2011'in önce festival festival dolaşan sonra vakit kaybetmeden kült statüsüne ulaşan The Raid o yıl aksiyon tutkunlarını en çok memnun bırakan filmlerinden biri oldu.Gallerli yönetmen Gareth Evans 3 senelik özlem dolu bekletişinin ve Sundance Film Festivali'nde filmi görenlerin coşkulu ilk yorumlarının ardından beklenti tavanda izlediğimiz The Raid 2: Berandal, 150 dakikaya varan süresinde daha çok karaktere ve içine girebileceğiniz daha kabul edilebilir bir hikayeye sizi davet ediyor.
The Raid 2: Berandal’ı izlemeyi düşünüyorsanız ilk filmi de mutlaka izlemenizi tavsiye ediyorum.

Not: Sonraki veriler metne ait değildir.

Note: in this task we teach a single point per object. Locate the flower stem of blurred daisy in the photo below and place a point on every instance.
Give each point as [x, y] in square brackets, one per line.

Çünkü The Raid 2, The Raid’in tam olarak bittiği andan devam ediyor. İlk filmi izleyenlerin hatırlayacağı üzere Rama, abisinin yardımıyla baskın için gittikleri binadaki herkesi öldürüp dışarı çıkıyordu.
The Raid 2: Berandal işte tam olarak buradan devam ediyor. Abisinin önerisiyle mafyanın içerisine sızarak gizli görevler düzenleyen ve Endonezya’da ‘temiz’ kalmayı başaran nadir polislerden biriyle tanışan Rama, zorla da olsa mafyanın içerisine sızmayı kabul eder. Amaçları Endonezya’nın başkenti Jakarta’yı mafyadan ve yozlaşmış polislerden tamamen temizlemektir.
Mafyanın içerisine sızabilmek için hapse girmeyi kabul eden Rama, üç yıl boyunca kaldığı hapiste çete liderinin oğlu Ucok ile yakın arkadaş olur ve hayatını kurtarır. Hal böyle olunca Ucok’un babasının takdirini kazanır ve kendisine çeşitli görevler verilmeye başlanır. Ardından olaylar dallanıp budaklanır ve Rama, kendi hayatı ile mafya arasında bir git gel yaşamak durumunda kalır.
Kırılan kemik seslerinden adeta melodi yapmışlar desek yalan olmaz sanırım. Realist dövüş sanatı anlayışını yıkıp baştan yazan bir film.Son yılların en sağlam aksiyon filmi diyebileceğimiz Raid 2 süresini kısabilse kusursuzluğa erişebilirmiş.
Bu arada Yönetmen Gareth Evans, serinin son filmi olarak planlanan The Raid 3 çekimlerine şimdiden başlamış.